Da questi concetti Ende, proprio come Tolkien, non può che passare alla strenua difesa delle fiabe nei confronti dei suoi detrattori e di tutti coloro che le vogliono stravolgere adattandole ai tempi. «La fiaba - afferma - parla attraverso immagini e il suo segreto sta nella pluralità dei suoi significati» (giacché, aggiungiamo noi, le immagini trasmettono simboli): di conseguenza l’interpretazione della fiaba attraverso «concetti astratti» come fanno gli esperti del folklore è un errore. Infatti, «là dove c’è il mistero (...) il sogno (...), il razionalismo risulta mortifero».
Ende, in uno dei saggi, prende di petto quei «pedagogisti benpensanti che si sforzano di sterilizzare le fiabe popolari per eliminare da esse ogni passaggio che contiene una qualche crudezza», facendo l’esempio del famoso Il principe ranocchio, il cui finale viene modificato per paura che i bimbi poi se la prendano con questi batraci! Tale ridicola incomprensione, che oggi, a 15 anni dalla morte di Ende, ha raggiunto i vertici grotteschi del buonismo e del politicamente corretto, nasce dal fatto che gli adulti in genere, e certi specialisti in particolare, «non sanno più comprendere la realtà “altra” della fantasia», mentre viceversa il bambino «riesce a dimenticare temporaneamente la realtà esterna senza però mai confondere i due piani» (un esempio è proprio il Bastiano della Storia infinita), sicché non verranno condizionati dalle crudeltà favolistiche.
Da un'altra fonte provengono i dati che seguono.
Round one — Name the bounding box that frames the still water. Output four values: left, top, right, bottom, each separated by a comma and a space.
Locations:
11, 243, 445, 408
Invece l’adulto ha una «mentalità assolutamente deformata in senso naturalistico» e vede solo l’aspetto esteriore di una scena truce, mentre il bambino vede solo l'immagine descritta dalla fiaba «che non è affatto intesa in senso naturalistico».


Michael Ende ha dunque utilizzato nelle sue opere immagini tratte dal profondo di quello che potremmo definire l’Immaginario collettivo dell’umanità, e quindi da ognuno comprese, «immagini che precedono i concetti», quindi pre-logiche e universali e comuni a tutte le favole, le leggende e i miti dei popoli: «Ulteriore conferma che la cosiddetta letteratura fantastica o favolistica e i miti di tutti i popoli e di tutti i tempi sono sorprendentemente simili nella loro struttura».